"What is Lawe about?" asked Rodney.
"It looks as though he were minded to charge upon the sea monster," answered the mate.
"What folly! Why, look there! the madcap is charging almost alone upon the very front of the Ram! He is gone daft! Are you sure that is Ensign Lawe? I never knew him to do such an insane act. He is one of the coolest heads we have. It's too bad—too bad! The fellow is throwing away his life; and we've lost too many valuable officers already." Rodney sighed, and thought of his lost boatswain, the very right arm of his fleet.
The Ram was steadily pursuing the Nattie ships now in full retreat. The wind blew up the channel. It would be a stern chase, which is always a long chase. Half the Pixie navy followed with the Ram; the other half had tacked across the lake toward the foot of the island, with the intention of sailing up the opposite channel, and thus heading off the Natties ere they reached the inlet. They had bold plans afoot, and thought to destroy the whole Brownie fleet.
This man[oe]uvre had turned attention from the daring ride of Ensign Lawe. Yet the Ensign was not such a madcap as his countrymen declared him, nor such a fool as his foes supposed. He had seen at once that the masts and rigging usual to sailing vessels were wanting from this new craft; he could therefore approach a-horseback with comparative safety. That there must be some assailable point, some port-hole, some door, something penetrable he felt sure.

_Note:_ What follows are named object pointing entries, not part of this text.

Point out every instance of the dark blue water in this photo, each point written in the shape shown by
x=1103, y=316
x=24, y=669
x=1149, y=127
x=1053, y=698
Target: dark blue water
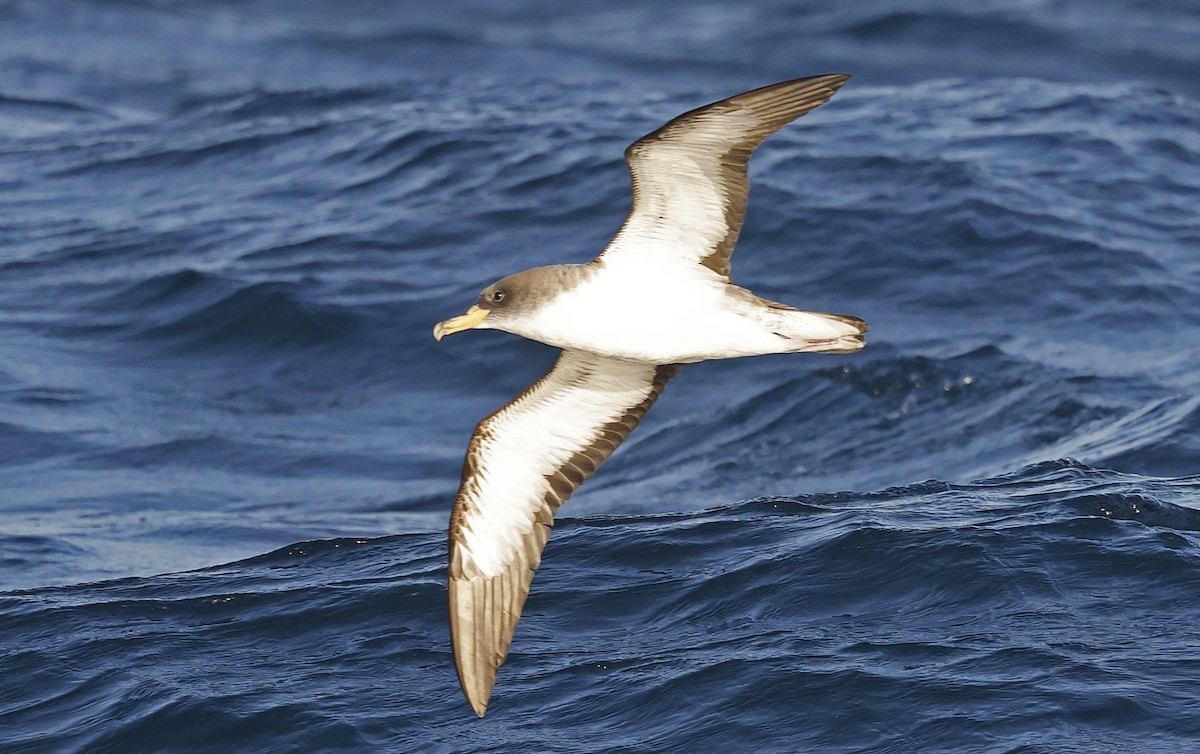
x=228, y=442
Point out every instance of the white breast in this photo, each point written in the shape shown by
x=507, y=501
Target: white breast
x=651, y=312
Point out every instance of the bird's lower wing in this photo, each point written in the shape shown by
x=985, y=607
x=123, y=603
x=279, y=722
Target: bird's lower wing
x=522, y=464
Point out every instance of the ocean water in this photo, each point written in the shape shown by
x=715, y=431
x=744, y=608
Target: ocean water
x=229, y=443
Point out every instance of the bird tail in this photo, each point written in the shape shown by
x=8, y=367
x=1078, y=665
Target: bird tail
x=814, y=331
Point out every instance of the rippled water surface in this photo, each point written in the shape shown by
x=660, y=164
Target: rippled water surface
x=228, y=442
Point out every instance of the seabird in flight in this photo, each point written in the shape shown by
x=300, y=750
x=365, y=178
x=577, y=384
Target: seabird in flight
x=659, y=295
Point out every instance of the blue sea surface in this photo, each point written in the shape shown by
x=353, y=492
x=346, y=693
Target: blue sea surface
x=229, y=443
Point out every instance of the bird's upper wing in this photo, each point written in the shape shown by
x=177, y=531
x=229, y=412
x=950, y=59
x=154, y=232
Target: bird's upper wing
x=522, y=464
x=689, y=177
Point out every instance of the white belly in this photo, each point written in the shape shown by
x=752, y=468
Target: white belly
x=654, y=316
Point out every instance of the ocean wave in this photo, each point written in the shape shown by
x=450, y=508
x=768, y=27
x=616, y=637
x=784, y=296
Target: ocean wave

"I will find my way to it," he said in his heart; "or at least find out where it is. I will uncover the secret power that works this destruction, or find out the monster's weak points and give knowledge of it to the Commodore."
He had now reached the Ram. He swept above the prow. No opening there! He hovered over the deck. All hard and smooth there! He skimmed along the sides. No port-holes, no seams, no sign of break or opening there. He flew past the side, and hung in the air above the vessel's stern. A dart whistled by his face. He felt the vibrations of the air on his cheek.
"Hah! There is an opening then in your solid shell? That dart came from some vent. Let us see!"
He pressed his gallant nag closer to the Ram. His keen eye caught the varnished curtain that hung across the stern. He saw one side of it tremble and lift a little as he circled about it. The weak point in the sea monster was exposed! Hurrah! He would try the metal of a Brownie cutlass against that varnished curtain! If he could cut that open, the waves would rush into the hull, and the Ram would sink into the lake with the noble barks that it had destroyed.
Lawe tightened his bridle reins as he thus meditated, and drew his cutlass. He dropped a little astern of the Ram, but well to the port side, so that he might sweep straight across the stern. He poised himself firmly, bent over in the saddle, and cried, "Go, my good nag!"